March 1 (Bloomberg) -- Futures traders are betting on a decline in the euro versus the dollar for the first time in seven weeks on concern growth in the euro region may slow and Italian elections will lead to a renewal of turmoil.
The difference in the number of wagers by hedge funds and other large speculators on a decline in the euro compared with those on a gain, the so-called net shorts, was 9,394 contracts in the week ended Feb. 26, Commodity Futures Trading Commission data show. There were 19,103 net-long contracts a week earlier.

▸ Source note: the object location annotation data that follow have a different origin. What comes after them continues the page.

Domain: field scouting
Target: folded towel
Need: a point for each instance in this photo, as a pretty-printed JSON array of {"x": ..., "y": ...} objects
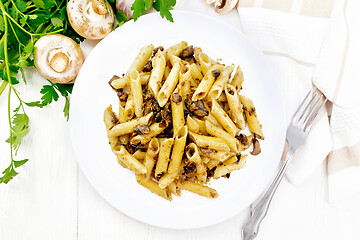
[{"x": 316, "y": 44}]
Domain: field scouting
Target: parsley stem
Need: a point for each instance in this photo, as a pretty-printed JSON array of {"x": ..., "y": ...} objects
[{"x": 3, "y": 86}]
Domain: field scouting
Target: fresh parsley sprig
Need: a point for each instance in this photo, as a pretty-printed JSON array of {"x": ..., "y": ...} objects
[{"x": 21, "y": 24}]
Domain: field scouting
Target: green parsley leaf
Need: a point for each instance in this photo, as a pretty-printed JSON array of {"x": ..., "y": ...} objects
[
  {"x": 21, "y": 5},
  {"x": 9, "y": 173},
  {"x": 57, "y": 22},
  {"x": 121, "y": 16},
  {"x": 164, "y": 7},
  {"x": 20, "y": 162},
  {"x": 64, "y": 89},
  {"x": 139, "y": 7},
  {"x": 34, "y": 104},
  {"x": 66, "y": 109},
  {"x": 49, "y": 94}
]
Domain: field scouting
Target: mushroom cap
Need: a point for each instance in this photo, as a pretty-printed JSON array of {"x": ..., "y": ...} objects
[
  {"x": 86, "y": 22},
  {"x": 225, "y": 6},
  {"x": 58, "y": 58}
]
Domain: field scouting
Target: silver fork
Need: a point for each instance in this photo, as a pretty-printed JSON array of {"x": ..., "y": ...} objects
[{"x": 296, "y": 134}]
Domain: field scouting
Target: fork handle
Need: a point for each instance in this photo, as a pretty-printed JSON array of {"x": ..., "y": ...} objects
[{"x": 251, "y": 227}]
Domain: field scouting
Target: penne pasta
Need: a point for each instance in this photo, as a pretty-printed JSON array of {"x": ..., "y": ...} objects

European Central Bank President Mario Draghi’s comments on Feb. 7 that the euro’s recent strength may cause a slowdown in inflation were a turning point for the shared currency, according to Brian Kim, a foreign-exchange strategist at Royal Bank of Scotland Group Plc’s RBS Securities unit in Stamford, Connecticut. Draghi said in January the European economy should gradually recover. Wagers on a euro gain declined in the weeks ended Feb. 15 and Feb. 22.
Pier Luigi Bersani, the pre-Italian election favorite and Democratic Party leader, won Italy’s lower house by less than a half a percentage point this week, while ex-Premier Silvio Berlusconi gained a blocking minority in the Senate after the Feb. 24-25 vote.

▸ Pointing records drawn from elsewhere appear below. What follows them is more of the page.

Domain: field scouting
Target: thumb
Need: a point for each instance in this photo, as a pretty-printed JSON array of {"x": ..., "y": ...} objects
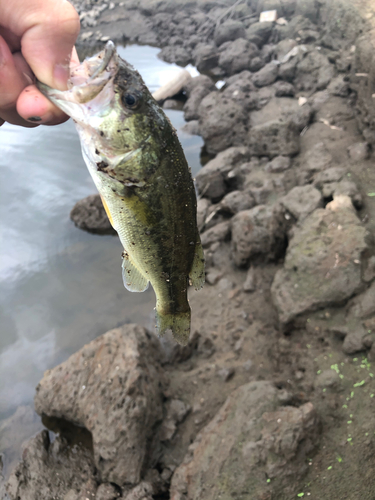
[{"x": 48, "y": 38}]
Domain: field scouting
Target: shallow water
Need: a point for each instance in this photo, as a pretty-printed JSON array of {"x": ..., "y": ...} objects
[{"x": 60, "y": 287}]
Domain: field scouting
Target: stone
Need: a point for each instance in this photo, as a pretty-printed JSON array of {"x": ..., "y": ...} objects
[
  {"x": 220, "y": 232},
  {"x": 191, "y": 127},
  {"x": 274, "y": 138},
  {"x": 206, "y": 57},
  {"x": 349, "y": 188},
  {"x": 284, "y": 89},
  {"x": 176, "y": 412},
  {"x": 278, "y": 164},
  {"x": 339, "y": 86},
  {"x": 229, "y": 31},
  {"x": 112, "y": 388},
  {"x": 301, "y": 201},
  {"x": 355, "y": 341},
  {"x": 212, "y": 180},
  {"x": 267, "y": 75},
  {"x": 328, "y": 379},
  {"x": 222, "y": 122},
  {"x": 89, "y": 214},
  {"x": 237, "y": 56},
  {"x": 107, "y": 491},
  {"x": 321, "y": 265},
  {"x": 359, "y": 151},
  {"x": 253, "y": 432},
  {"x": 260, "y": 32},
  {"x": 250, "y": 283},
  {"x": 313, "y": 161},
  {"x": 52, "y": 470},
  {"x": 256, "y": 232},
  {"x": 236, "y": 201}
]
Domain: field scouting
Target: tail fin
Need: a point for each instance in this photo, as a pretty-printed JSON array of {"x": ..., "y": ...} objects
[{"x": 178, "y": 323}]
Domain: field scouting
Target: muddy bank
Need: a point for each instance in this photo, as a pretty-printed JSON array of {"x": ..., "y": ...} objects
[{"x": 274, "y": 395}]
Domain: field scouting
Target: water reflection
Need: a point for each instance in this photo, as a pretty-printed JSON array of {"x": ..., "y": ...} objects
[{"x": 60, "y": 287}]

“Draghi probably got the market a little too excited in January and had to temper enthusiasm in February,” Kim said in a telephone interview. “The net-short position also captures concern around the Italian election.”
The 17-nation currency weakened 0.3 percent to $1.3022 at 5 p.m. in New York after earlier falling to $1.2967, its lowest level since Dec. 11.
The euro fell 1.8 percent over the past month, the second-worst performer after Norway’s krone among 10 developed-nation currencies tracked by Bloomberg Correlation-Weighted Indexes. The dollar rose 3.5 percent.